Drop income tax to 15pc for high-tech experts, says Guan Eng

By Shannon Teoh
March 25, 2012

Lim said more incentives were needed to lure back Malaysians working abroad. — File picLim said more incentives were needed to lure back Malaysians working abroad. — File picKUALA LUMPUR, March 25 — The DAP proposed today for experts in high-technology sectors to be levied a maximum income tax rate of 15 per cent instead of the existing 25 per cent payable by Malaysians.

Secretary-general Lim Guan Eng told Malaysians in Melbourne today this would retain and attract talent in critical “sunrise industries” such as biotechnology, electronics, renewable energy and certain ICT sectors.

“Incentives must be provided if Malaysia wishes to retain our best and brightest as well as attract new talents.
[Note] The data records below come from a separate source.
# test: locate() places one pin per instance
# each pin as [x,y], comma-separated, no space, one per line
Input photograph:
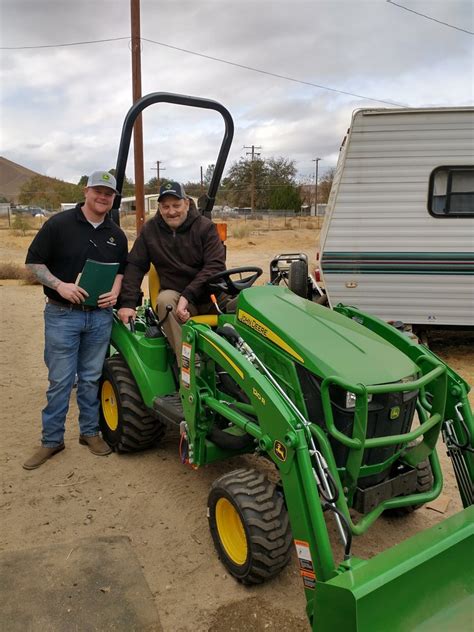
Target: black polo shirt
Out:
[67,239]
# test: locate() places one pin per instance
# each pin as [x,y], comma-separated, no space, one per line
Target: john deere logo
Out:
[280,450]
[395,412]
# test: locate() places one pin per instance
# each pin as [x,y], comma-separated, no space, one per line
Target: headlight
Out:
[351,399]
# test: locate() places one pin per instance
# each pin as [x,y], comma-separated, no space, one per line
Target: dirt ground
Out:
[159,503]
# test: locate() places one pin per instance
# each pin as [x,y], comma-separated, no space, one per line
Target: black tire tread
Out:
[139,429]
[266,520]
[298,278]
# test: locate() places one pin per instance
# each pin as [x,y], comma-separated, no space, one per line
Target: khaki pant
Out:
[172,326]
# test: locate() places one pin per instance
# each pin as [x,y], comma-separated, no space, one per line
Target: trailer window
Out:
[451,192]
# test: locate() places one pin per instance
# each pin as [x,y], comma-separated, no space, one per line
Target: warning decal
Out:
[304,556]
[185,364]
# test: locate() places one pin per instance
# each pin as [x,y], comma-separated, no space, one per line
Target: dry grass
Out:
[17,272]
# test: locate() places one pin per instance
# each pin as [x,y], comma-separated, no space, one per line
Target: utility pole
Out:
[316,160]
[252,153]
[158,169]
[138,126]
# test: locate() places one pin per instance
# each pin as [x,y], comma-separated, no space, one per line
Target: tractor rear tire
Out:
[298,278]
[125,423]
[424,482]
[249,525]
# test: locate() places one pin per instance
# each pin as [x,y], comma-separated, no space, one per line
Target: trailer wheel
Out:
[249,525]
[424,482]
[126,424]
[298,278]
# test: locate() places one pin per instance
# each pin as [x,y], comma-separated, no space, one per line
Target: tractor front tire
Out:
[298,278]
[249,525]
[125,423]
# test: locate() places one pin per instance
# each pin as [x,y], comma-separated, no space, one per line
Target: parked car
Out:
[34,211]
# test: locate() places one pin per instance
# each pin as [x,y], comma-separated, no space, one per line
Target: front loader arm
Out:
[278,433]
[458,423]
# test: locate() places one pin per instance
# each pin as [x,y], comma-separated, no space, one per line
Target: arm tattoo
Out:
[43,275]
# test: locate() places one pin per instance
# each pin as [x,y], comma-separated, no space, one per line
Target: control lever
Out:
[169,309]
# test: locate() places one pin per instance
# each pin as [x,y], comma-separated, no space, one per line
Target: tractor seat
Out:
[154,289]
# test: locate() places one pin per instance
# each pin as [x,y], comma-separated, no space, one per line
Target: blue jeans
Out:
[76,342]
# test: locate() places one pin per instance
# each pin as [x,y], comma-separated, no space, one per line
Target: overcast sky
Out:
[62,108]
One of the incentives would be to reduce the maximum personal income tax rate of these professionals from a maximum of 25 per cent to 15 per cent,” the Penang chief minister said.

Datuk Seri Najib Razak had announced last April his administration would offer a flat income tax rate of 15 per cent for five years to Malaysians coming home under the Returning Experts Programme (REP), drawing surprise from delegates at last year’s Invest Malaysia conference.
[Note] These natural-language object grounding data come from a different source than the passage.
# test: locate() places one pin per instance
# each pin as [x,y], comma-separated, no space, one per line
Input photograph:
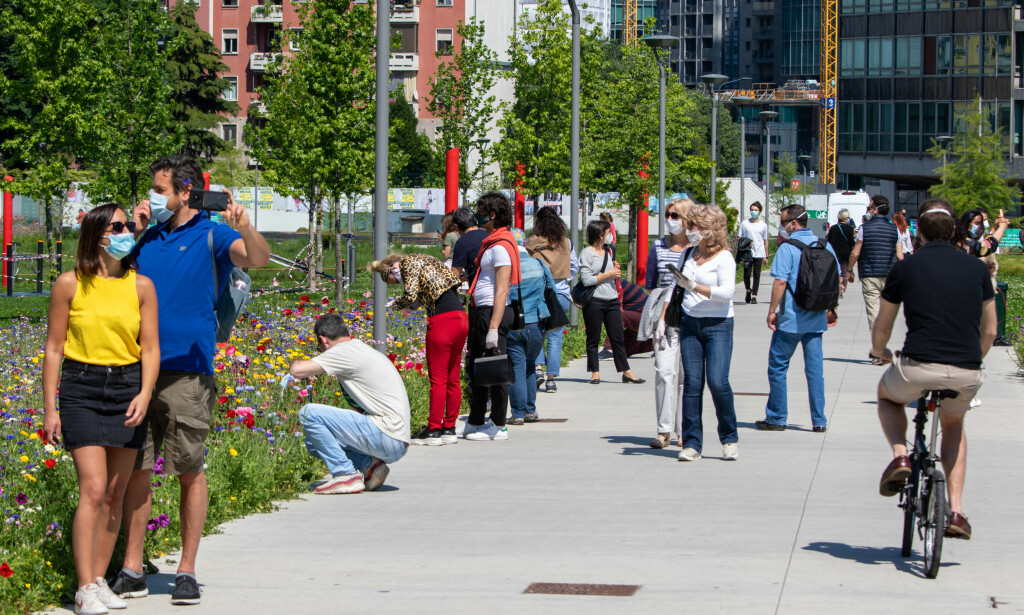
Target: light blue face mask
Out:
[158,208]
[121,245]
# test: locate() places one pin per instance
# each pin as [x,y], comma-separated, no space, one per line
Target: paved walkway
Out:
[795,526]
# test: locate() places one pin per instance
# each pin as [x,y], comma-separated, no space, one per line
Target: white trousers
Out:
[669,384]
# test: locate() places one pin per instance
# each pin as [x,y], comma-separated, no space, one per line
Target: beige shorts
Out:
[906,380]
[179,414]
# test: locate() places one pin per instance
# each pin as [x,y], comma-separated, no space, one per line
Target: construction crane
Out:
[630,23]
[826,112]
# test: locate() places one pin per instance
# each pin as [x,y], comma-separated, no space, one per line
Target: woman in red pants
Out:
[428,282]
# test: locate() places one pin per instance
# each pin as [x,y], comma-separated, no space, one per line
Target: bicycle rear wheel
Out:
[934,521]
Lim had responded then by saying the tax discount was discriminatory and should be extended to local-based Malaysians.

He said giving Malaysians overseas incentives to lure them back may actually backfire and encourage more professionals here to leave.

His new proposal ostensibly aims to encourage Malaysians to enter these crucial fields in which “innovation can propel Malaysia to escape the middle-income trap to become a high-income economy.”

Malaysia is considered badly affected by brain drain, with the number of departing citizens rising from 9,576 in 1960 to 1,489,168 in 2005, according to the World Bank.

It also warned that a lack of human capital is a “critical constraint” in Malaysia’s ambition to transform itself into a high-income nation by 2020.

Some 43 per cent of Malaysians living abroad surveyed by the institution said they were unsure about returning to Malaysia for good, with another 26 per cent saying they would not come back.

Today, the Bagan MP said more incentives such as the proposed tax discount were necessary as Malaysia “continues to face a brain drain rather than brain gain,” noting that 75,000 Malaysians comprising mainly of talented professionals and students live in the Australian state of Victoria alone.